Courtesy of Pam Martens.
The Federal Reserve Board yesterday announced that it had “approved a final rule to help ensure banks maintain strong capital positions,” but it was as clear as mud when or if the new rule would take effect and how it would lessen the risk of the too-big-to-fail banks and prevent another taxpayer bailout of Wall Street.
After years of stonewalling on higher capital rules for banks, there was the nagging suspicion that the Federal Reserve decided to talk the talk on tougher standards after the House Financial Services Committee held a hearing last Wednesday that delivered a devastating assessment of how dangerous the largest Wall Street banks remain to the U.S. economy.
Thomas Hoenig, former President of the Federal Reserve Bank of Kansas City and now Vice Chair of the FDIC, reflected the general mood at the hearing when he stated that the biggest banks are “woefully undercapitalized” and that we have a “very vulnerable financial system.” Hoenig strongly advocates the restoration of the Glass-Steagall Act which would force the separation of banks holding insured deposits from Wall Street brokerage firms and investment banks – an outcome fiercely opposed by most of the largest banks’ current management.
The press release from the Fed was almost as large, complex and opaque as the banks it supervises with approximately 700 unnecessary words. Adding to the confusion were more complicated and wordy statements from Fed Chair Ben Bernanke and Fed Board Governors Daniel Tarullo and Elizabeth Duke.

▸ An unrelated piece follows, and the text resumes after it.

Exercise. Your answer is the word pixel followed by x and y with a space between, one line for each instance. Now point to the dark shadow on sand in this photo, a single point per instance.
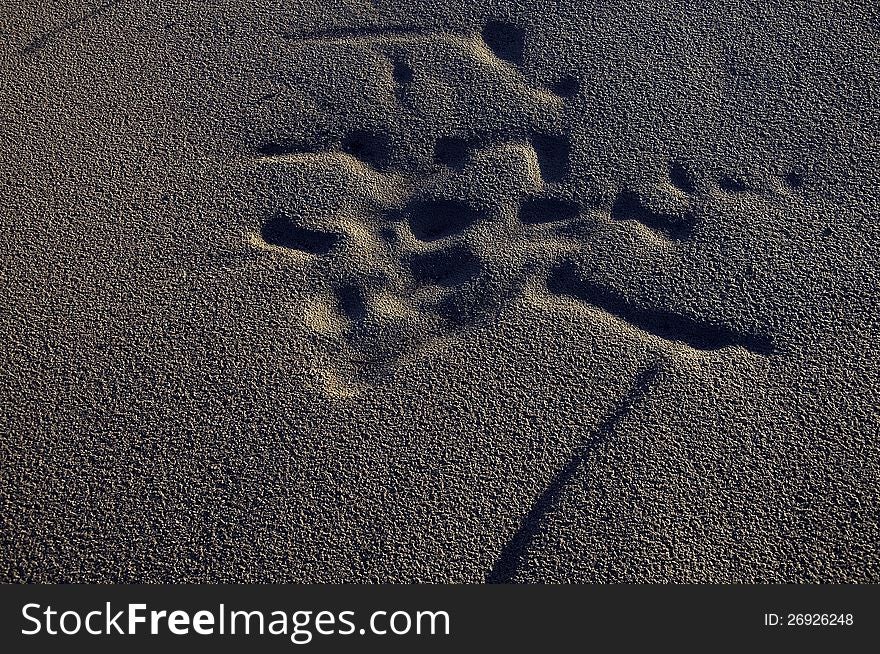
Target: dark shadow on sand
pixel 511 558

Distilling it all down to facts comprehensible to the human brain delivers the following:
The new rule includes a new minimum ratio of common equity tier 1 capital to risk-weighted assets of 4.5 percent; it also raises the minimum ratio of tier 1 capital to risk-weighted assets from 4 percent to 6 percent and includes a minimum leverage ratio of 4 percent for all banking organizations.